XLVI Deux ombres

— Allons, dit Maurice en sortant du bois, il n’y a pas moyen d’aimer les femmes ; il n’y a rien dans ces âmes-là ; elles ne voient qu’avec les yeux, elles n’entendent qu’avec les oreilles ; le cœur ne voit ni n’entend ; — voici deux femmes : toutes deux belles et spirituelles, c’est-à-dire, réunissant les qualités les plus désirables : pas une des deux n’a compris mon silence, ni le bavardage de Fischerwald et de Richard.

Fischerwald, avec ses idées communes et rebattues, ses trivialités et ses pensées traduites avec le texte en regard, est pris au mot quand il s’annonce original.

Richard décrivant, avec les paroles dont je me suis servi ce matin, un spectacle qu’on a sous les yeux, — comme ces peintres qui mettent au bas d’un tableau de fleurs : iris, pivoine et acacia, se défiant, ou de la fidélité de leur imitation, ou de l’intelligence de leurs spectateurs, — passe pour un homme qui sent vivement et poétiquement.

Pas une de ces deux femmes n’a compris qu’on ne décrit qu’après la sensation, qu’on ne peint l’amour que lorsqu’on n’aime plus. — Richard avait raison quand il me rappelait mes paroles :

« Il ne faut demander aux femmes que du plaisir. »

Je suis fâché de n’avoir pas donné ma lettre à Hélène.

Il faut dire qu’au moment d’arriver au bateau, Maurice avait mis dans la poche de son gilet la lettre qu’il avait écrite pour Hélène, pliée très petite, pour pouvoir plus facilement la lui glisser dans la main, mais à la vue d’Hélène, au son de sa voix, il avait compris combien sa lettre était ridicule, et il l’avait, sans qu’on s’en aperçût, froissée et enfouie dans une autre poche.

Sans s’en apercevoir, et par un détour, il était arrivé au pied de la maison ; il y avait de la lumière dans la chambre d’Hélène, il y porta les yeux, il aperçut deux ombres sur le rideau blanc.

— Non, non, dit-il, elle comme les autres ! ni âme ni poésie ; elle est là, avec lui.

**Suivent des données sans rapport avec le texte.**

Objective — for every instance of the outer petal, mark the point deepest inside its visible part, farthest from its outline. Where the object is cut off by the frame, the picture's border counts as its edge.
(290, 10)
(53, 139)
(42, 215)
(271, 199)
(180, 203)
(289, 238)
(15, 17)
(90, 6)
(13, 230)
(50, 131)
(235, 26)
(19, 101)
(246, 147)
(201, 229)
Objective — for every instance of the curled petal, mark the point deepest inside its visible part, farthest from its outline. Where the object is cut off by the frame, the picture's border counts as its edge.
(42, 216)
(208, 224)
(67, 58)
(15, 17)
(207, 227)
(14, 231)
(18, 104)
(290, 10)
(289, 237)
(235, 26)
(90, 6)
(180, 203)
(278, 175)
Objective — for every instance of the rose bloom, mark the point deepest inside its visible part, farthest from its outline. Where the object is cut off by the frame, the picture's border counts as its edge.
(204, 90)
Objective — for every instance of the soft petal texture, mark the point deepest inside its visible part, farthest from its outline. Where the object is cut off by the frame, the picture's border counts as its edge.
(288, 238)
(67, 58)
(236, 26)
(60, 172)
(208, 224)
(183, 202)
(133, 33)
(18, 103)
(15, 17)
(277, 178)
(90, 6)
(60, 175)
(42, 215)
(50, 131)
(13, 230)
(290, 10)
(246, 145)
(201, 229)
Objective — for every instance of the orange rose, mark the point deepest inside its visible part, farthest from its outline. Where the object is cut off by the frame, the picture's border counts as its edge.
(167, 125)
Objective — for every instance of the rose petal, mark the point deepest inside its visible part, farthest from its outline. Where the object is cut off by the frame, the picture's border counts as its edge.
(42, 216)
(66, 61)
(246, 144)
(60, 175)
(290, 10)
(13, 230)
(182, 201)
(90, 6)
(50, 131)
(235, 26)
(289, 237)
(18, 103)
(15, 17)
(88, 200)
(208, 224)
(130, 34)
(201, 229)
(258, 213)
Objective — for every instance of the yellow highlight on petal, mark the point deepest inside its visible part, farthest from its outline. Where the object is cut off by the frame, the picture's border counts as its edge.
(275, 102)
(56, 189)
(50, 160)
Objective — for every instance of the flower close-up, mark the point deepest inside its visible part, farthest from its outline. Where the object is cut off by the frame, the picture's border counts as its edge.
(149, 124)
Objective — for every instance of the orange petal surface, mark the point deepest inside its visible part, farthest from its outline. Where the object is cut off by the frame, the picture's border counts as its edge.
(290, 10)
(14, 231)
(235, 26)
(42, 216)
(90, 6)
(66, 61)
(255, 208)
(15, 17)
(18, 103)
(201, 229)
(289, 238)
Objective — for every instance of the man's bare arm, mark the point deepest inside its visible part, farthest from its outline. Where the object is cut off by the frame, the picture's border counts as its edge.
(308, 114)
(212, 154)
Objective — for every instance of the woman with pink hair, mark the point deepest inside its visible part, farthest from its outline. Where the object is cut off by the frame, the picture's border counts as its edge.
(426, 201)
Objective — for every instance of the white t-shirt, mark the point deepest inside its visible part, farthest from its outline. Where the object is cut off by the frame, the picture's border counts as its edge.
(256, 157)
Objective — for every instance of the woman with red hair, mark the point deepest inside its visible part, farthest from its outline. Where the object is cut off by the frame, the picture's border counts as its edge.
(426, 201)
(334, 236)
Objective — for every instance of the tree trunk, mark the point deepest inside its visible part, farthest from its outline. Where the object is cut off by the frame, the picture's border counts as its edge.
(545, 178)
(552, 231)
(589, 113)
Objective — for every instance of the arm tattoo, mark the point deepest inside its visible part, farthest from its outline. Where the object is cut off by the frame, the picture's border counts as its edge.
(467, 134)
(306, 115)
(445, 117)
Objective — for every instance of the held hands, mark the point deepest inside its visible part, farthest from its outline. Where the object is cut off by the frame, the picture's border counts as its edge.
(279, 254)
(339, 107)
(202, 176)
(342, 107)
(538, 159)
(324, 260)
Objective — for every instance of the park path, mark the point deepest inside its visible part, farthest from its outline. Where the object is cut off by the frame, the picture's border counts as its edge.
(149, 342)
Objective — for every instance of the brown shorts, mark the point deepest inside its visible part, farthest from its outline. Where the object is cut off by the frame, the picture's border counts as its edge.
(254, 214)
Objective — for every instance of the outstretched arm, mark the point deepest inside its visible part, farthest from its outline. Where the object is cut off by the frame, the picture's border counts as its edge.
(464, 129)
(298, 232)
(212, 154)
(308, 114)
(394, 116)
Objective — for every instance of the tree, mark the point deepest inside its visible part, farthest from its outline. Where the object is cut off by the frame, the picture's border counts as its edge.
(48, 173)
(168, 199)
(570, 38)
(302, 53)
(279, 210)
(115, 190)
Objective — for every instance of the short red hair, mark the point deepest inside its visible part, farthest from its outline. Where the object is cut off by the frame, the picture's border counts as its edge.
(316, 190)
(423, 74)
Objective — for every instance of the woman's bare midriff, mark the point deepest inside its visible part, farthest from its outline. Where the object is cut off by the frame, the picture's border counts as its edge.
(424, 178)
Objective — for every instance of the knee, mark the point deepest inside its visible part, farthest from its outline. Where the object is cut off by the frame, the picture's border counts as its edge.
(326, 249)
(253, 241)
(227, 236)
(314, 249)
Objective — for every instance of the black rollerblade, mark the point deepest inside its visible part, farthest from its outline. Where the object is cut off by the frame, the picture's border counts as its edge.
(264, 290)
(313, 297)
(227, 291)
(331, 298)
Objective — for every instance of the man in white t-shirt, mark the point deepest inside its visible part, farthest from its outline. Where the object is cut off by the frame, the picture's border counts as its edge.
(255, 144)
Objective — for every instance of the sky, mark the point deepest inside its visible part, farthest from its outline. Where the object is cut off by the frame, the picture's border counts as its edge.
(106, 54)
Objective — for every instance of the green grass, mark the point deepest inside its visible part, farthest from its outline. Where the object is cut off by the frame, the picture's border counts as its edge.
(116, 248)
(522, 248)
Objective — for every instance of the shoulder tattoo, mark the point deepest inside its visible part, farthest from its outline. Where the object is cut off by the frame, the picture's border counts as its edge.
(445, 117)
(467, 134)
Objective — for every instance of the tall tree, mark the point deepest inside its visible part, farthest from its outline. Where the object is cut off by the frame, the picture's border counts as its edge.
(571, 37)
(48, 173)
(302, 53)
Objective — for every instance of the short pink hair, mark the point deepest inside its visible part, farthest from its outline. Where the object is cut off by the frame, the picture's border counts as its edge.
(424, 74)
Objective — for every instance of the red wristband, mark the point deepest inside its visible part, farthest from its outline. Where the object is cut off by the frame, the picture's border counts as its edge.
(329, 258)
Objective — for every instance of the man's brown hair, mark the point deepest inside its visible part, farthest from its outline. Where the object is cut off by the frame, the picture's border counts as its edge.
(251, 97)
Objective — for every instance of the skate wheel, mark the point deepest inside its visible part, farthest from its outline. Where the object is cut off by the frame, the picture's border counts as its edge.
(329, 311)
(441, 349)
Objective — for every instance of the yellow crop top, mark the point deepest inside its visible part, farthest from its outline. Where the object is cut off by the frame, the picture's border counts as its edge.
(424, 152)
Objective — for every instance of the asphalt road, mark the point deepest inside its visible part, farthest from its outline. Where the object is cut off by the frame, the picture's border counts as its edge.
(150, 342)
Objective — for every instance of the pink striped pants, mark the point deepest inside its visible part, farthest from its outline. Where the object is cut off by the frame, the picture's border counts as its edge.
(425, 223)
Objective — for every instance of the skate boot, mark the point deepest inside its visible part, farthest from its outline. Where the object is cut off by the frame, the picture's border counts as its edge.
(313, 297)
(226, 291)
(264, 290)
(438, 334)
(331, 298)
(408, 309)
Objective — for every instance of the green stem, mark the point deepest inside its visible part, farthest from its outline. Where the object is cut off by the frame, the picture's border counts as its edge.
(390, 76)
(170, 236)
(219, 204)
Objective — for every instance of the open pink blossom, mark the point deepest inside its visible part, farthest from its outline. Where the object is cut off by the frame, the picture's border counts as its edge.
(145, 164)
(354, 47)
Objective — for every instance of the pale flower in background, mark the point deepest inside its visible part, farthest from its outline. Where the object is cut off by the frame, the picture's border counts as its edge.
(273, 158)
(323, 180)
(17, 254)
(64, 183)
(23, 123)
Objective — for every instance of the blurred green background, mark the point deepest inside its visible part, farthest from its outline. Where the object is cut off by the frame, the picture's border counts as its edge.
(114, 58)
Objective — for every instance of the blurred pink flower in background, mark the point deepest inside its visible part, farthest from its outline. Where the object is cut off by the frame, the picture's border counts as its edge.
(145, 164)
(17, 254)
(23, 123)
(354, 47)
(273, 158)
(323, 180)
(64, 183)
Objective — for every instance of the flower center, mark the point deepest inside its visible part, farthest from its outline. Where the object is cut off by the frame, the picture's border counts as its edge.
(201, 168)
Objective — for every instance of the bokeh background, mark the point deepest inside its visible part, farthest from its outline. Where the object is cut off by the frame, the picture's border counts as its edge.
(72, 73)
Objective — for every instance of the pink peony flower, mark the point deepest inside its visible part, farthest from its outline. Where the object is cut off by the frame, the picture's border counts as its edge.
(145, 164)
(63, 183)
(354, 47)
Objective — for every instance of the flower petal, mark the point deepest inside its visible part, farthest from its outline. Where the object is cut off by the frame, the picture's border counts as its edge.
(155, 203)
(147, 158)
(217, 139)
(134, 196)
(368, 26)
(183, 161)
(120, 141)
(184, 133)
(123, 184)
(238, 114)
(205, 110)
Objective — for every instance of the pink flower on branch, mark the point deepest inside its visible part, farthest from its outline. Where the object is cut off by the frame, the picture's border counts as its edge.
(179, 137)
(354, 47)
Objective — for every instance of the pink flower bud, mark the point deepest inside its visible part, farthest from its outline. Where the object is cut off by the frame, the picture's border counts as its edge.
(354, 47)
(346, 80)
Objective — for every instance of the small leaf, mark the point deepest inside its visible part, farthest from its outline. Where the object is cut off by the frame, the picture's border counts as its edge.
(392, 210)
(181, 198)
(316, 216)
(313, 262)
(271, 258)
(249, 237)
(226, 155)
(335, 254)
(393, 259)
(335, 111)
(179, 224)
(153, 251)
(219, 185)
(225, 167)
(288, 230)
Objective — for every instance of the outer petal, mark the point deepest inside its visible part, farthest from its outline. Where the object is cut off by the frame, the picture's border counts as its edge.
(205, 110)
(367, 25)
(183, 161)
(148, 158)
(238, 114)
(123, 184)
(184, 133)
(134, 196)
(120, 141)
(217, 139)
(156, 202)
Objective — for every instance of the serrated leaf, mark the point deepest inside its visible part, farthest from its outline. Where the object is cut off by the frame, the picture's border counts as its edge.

Il s’en alla à grands pas. Au moment de perdre la maison de vue, il se détourna et regarda :

— Encore les deux ombres !

Il fit un pas et s’appuya contre un tronc d’arbre.

— Je suis fatigué, se dit-il, autant reprendre haleine ici qu’ailleurs.

Il resta les yeux fixés sur le rideau, puis la lumière disparut : il regarda aux fenêtres pour voir si la lumière passait, et si une des deux personnes avait quitté la chambre. — Il attendit longtemps : ou pouvait être passé dans une pièce au fond.

La lumière ne reparut pas.

— Il est évident que les deux personnes dont j’ai vu les ombres sont couchées dans cette chambre.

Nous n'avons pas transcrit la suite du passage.